A handful of NBA veterans have joined G League teams in advance of the start of the NBAGL’s 2021/22 season, according to Shams Charania of The Athletic (Twitter link).
As Charania reports, the Capital City Go-Go (Wizards) have added center Greg Monroe, the Mexico City Capitanes have added forward Gary Clark, and the Salt Lake City Stars (Jazz) have acquired swingman Carsen Edwards.
Monroe, 31, has nine years of NBA experience under his belt, but hasn’t played in the league since 2018/19, when he appeared in 43 total games for three teams. In 632 career NBA games, the former Georgetown star averaged 13.2 PPG and 8.3 RPG in 27.7 minutes per contest. He has spent time playing in Germany and Russia since 2019.
An undrafted free agent with three years of NBA experience from 2018-21, Clark appeared in 132 total games for four teams. He’s known more for his defense, having put up very modest offensive numbers (3.2 PPG on .346/.311/.889 shooting) in the NBA. Clark, who will turn 27 later this month, has previous G League experience with the Rio Grande Valley Vipers.
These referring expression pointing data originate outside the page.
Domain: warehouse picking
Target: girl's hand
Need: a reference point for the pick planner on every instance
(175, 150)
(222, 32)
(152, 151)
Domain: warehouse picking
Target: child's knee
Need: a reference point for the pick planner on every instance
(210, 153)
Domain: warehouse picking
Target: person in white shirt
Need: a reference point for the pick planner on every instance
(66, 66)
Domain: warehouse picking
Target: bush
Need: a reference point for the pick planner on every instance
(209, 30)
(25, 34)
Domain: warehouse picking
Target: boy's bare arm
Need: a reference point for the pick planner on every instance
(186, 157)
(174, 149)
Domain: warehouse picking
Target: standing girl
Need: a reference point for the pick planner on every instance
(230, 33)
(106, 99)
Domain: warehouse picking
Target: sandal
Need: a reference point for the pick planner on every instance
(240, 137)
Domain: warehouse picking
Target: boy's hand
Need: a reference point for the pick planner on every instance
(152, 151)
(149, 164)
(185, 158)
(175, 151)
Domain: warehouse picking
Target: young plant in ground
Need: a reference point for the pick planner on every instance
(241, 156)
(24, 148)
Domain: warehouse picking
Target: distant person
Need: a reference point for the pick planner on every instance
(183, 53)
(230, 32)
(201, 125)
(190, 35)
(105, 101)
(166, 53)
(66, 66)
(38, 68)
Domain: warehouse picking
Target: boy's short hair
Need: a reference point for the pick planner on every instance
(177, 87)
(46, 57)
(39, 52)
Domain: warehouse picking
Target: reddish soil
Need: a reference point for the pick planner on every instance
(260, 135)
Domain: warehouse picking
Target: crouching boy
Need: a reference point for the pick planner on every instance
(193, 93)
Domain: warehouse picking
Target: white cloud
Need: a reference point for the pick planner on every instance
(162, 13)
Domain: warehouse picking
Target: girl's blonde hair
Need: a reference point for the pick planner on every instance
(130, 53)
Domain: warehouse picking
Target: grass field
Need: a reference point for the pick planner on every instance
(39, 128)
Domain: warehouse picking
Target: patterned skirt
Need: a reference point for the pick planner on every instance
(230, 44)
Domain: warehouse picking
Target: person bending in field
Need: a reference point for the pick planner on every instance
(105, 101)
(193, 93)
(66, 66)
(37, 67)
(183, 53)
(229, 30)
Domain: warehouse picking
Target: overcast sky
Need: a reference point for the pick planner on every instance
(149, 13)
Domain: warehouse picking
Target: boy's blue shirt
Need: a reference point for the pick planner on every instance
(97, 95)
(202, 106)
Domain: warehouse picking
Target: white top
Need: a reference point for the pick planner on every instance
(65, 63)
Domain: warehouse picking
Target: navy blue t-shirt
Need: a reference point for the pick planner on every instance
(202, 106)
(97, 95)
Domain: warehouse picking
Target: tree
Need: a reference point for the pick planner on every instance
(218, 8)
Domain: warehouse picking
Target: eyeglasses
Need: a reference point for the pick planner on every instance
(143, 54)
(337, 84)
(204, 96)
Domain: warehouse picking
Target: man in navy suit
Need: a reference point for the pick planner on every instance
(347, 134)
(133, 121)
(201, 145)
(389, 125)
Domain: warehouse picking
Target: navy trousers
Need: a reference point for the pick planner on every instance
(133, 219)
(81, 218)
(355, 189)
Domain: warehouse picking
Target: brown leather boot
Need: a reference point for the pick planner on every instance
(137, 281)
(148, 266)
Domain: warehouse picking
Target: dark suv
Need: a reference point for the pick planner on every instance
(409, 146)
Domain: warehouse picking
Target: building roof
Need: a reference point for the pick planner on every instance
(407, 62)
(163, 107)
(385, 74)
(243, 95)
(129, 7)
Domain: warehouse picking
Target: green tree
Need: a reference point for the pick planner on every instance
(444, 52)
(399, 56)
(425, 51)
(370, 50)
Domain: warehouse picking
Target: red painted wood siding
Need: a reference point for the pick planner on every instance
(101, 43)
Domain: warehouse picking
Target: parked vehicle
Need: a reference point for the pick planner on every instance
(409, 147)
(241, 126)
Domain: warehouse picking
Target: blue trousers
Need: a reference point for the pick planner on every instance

Edwards was the 33th overall pick out of Purdue in 2019 and spent his first two professional seasons with the Celtics, but didn’t emerge as a reliable rotation player, posting just 3.6 PPG on .372/.302/.750 shooting in 68 games (9.2 MPG). He was traded to Memphis and subsequently waived during the 2021 offseason.
The G League Ignite have also announced two veteran additions, confirming that center Kosta Koufos and former Jazz guard Kevin Murphy have come aboard. Amir Johnson and Pooh Jeter are among the other veterans on the team.
Greg Monroe ceased being an NBA player like 3 years ago. If Carson ever finds his shot, he will be 15th man
Only because the league panicked about the Warriors and decided to do away with anyone over 6’8″. I think he has a place as an Enes Kanter style offensive sub in spurts.
He’s as good as many of the bigs currently taking NBA paychecks.
Have you ever seen him play defense? No one has, either.
You can say the same about a lot of NBA players, Kanter for one… Okafor, KAT, MPJ, Bryant, Wagner, Kaminsky etc
@jbl The Warriors have 3 players on their roster over 6’8″. Kinda blows your whole theory.
Not when they were winning championships. The whole league went small-ball and ‘lumbering bigs’ were out of fashion.
Andrew Bogut? 7-0,260. Five more guys 6-9 or more, plus Dray. GSW beat the Cavs physically… the Cavs mostly handled the Splash brothers.
True though, the league went small with GSW as the role model, right or wrong. The reason, because the best guards did not want to bother with looking for the bigs. College teams were not looking inside as much either. And rim-protectors made perimeter defenders lazy.